Qualtrough says the feds will spend ‘whatever it takes’ amid COVID-19 pandemic

OTTAWA — Employment Minister Carla Qualtrough says the government is going to spend “whatever it takes” on its COVID-19 measures, despite concerns already emerging from Canada’ budget watchdog about fiscal sustainability.

She made the comment during an interview with CTV Question Period Host Evan Solomon, airing Sunday.

“I think the first priority of our government as you said is to spend whatever it takes to keep Canadians safe, particularly related to COVID,” Qualtrough said.

“We will not be in any way frugal in our efforts to make sure Canadians stay safe.”

Her comments come as Parliamentary Budget Officer Yves Giroux warned in his Sept. 29 Economic and Fiscal Outlook that Canada’s spending is teetering dangerously close to becoming unsustainable.

Speaking to Solomon during an interview airing Sunday, Giroux explained that fiscal sustainability is generally defined as debt that “does not go on increasing forever as a percentage of GDP.”

He said that Canada’s current debt to GDP ratio will keep increasing over a five year span, before finally beginning to decrease slightly.
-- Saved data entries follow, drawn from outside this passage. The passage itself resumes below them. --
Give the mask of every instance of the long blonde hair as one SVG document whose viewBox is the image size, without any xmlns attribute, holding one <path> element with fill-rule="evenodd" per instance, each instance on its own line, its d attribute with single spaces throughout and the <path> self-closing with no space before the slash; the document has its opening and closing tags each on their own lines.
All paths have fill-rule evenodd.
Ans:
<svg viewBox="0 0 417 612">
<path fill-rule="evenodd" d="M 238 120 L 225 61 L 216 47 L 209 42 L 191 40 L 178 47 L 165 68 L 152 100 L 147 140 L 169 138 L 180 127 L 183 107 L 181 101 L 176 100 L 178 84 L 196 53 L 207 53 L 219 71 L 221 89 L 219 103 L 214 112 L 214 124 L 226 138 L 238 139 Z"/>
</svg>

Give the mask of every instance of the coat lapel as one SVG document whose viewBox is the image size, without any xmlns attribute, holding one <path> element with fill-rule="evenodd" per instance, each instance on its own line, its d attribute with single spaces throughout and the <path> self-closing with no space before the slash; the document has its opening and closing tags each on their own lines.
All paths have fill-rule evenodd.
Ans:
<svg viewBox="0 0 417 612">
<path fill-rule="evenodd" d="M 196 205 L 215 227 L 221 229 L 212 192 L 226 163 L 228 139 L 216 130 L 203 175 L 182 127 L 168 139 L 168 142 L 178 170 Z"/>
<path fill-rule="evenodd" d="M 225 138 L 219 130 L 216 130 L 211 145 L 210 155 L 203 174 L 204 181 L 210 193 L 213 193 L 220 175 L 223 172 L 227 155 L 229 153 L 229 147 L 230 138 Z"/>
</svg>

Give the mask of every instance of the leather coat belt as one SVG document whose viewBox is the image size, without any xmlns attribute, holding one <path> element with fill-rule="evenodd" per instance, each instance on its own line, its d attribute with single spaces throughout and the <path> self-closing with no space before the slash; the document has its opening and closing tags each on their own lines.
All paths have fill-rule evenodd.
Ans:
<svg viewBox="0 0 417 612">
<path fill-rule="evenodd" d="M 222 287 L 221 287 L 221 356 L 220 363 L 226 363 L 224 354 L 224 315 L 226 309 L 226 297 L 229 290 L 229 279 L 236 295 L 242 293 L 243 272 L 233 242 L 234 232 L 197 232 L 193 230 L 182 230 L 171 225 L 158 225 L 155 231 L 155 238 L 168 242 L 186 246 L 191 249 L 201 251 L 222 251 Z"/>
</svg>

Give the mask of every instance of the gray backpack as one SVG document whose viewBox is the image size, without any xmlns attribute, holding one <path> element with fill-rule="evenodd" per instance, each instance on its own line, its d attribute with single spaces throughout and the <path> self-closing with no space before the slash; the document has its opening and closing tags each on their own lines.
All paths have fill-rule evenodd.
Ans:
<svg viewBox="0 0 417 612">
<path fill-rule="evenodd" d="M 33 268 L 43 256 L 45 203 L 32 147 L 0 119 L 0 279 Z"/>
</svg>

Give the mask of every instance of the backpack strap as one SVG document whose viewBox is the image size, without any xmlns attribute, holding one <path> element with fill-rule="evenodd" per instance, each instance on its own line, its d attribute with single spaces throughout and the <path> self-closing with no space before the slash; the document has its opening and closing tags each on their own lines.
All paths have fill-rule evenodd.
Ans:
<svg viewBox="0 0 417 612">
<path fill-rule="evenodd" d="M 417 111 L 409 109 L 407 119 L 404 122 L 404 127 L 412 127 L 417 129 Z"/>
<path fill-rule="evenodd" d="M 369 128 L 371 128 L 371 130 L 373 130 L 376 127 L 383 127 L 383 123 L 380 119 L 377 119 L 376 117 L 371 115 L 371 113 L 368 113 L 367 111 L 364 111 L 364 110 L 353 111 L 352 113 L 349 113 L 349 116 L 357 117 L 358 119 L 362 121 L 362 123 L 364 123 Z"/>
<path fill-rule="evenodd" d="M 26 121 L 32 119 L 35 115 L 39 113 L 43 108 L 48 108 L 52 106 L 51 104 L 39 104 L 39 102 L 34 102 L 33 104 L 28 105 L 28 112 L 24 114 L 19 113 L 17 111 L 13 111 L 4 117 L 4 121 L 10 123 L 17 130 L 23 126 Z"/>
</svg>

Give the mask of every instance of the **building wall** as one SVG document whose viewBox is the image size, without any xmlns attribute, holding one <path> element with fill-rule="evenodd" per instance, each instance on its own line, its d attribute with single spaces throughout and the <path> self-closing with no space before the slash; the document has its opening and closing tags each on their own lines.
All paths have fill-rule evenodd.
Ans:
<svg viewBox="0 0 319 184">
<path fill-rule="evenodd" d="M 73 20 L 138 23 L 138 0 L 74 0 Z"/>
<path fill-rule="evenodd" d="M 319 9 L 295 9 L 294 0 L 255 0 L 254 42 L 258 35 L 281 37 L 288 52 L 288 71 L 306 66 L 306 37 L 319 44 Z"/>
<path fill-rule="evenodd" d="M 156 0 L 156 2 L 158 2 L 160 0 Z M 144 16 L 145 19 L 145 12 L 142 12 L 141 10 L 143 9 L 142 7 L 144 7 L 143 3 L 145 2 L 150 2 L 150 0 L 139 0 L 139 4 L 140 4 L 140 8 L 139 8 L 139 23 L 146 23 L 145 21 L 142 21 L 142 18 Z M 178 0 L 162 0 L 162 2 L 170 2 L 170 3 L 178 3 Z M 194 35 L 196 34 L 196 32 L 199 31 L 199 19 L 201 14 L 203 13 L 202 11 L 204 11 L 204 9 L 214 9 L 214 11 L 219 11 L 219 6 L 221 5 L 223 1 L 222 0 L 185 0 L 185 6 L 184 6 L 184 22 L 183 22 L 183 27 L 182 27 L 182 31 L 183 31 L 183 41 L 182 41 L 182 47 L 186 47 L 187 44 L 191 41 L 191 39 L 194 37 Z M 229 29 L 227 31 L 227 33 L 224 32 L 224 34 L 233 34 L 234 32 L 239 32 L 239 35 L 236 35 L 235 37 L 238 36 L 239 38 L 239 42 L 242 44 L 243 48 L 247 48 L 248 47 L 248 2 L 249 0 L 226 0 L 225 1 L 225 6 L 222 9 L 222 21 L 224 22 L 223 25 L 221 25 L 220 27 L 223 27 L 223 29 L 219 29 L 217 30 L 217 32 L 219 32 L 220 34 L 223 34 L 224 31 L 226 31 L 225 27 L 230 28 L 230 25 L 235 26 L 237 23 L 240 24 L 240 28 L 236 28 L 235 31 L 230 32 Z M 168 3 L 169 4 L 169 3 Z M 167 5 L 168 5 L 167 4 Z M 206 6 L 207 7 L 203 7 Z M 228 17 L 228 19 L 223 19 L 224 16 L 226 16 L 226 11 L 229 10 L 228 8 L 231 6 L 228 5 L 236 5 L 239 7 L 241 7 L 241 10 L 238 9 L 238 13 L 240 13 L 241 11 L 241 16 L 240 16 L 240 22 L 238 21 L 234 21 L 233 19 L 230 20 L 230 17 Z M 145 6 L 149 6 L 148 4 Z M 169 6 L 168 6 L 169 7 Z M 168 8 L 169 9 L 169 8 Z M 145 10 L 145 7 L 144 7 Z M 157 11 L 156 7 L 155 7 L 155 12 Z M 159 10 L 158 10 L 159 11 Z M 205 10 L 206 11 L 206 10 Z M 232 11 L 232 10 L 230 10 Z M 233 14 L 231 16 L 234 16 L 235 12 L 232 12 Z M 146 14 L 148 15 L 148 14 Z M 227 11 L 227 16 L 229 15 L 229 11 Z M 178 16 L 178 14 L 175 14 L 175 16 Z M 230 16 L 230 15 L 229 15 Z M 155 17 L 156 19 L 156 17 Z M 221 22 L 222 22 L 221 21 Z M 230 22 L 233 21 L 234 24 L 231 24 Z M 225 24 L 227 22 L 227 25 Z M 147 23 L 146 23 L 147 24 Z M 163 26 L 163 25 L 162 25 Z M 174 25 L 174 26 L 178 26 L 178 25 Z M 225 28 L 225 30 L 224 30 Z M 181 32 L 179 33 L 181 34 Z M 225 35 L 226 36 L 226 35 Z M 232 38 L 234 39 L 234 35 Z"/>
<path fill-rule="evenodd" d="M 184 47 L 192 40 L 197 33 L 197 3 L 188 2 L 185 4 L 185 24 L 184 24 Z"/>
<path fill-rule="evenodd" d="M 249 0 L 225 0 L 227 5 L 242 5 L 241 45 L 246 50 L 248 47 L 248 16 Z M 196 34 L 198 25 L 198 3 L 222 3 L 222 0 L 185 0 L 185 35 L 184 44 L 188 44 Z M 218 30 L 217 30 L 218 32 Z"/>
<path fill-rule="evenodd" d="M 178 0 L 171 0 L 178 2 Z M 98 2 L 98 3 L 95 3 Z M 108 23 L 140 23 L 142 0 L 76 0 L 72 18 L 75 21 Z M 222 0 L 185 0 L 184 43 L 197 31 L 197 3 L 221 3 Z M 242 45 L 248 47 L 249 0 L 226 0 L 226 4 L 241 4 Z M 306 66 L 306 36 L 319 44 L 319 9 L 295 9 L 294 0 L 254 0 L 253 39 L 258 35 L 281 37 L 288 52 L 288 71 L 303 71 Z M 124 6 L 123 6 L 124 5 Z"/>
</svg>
“[This] is putting it on an increasing track and dangerously leaning towards ever increasing debt to GDP ratio, unless there’s an increase in taxes or reduction in other types of spending,” Giroux said.

He also noted that these calculations were made without including any new spending that the government laid out in the throne speech.

“I can’t speculate how much this is going to cost us. We don’t know what’s coming,” Qualtrough said when Solomon asked if a $500-billion or even $800-billion deficit is out of the question.

“We had the fiscal fire power going in and we are being reasonable in our approach to economic support for Canadians in these really unprecedented times. Yes, it’s a massive amount of spending.”

Still, despite repeated pressing, she would not provide any ceiling when it comes to this year’s ballooning deficit — which is currently on track to hit $330 billion.

“I’m not prepared to sit here and give you a number, to be honest that’s not the conversation framing that we have,” Qualtrough said.

“We know we have to be responsible with the way we spend Canadians’ money, but we also are very, very convinced that the way that we’re going to get through this is to support Canadians individually, but also businesses, and take on the debt so Canadian families don’t have to take it on themselves.”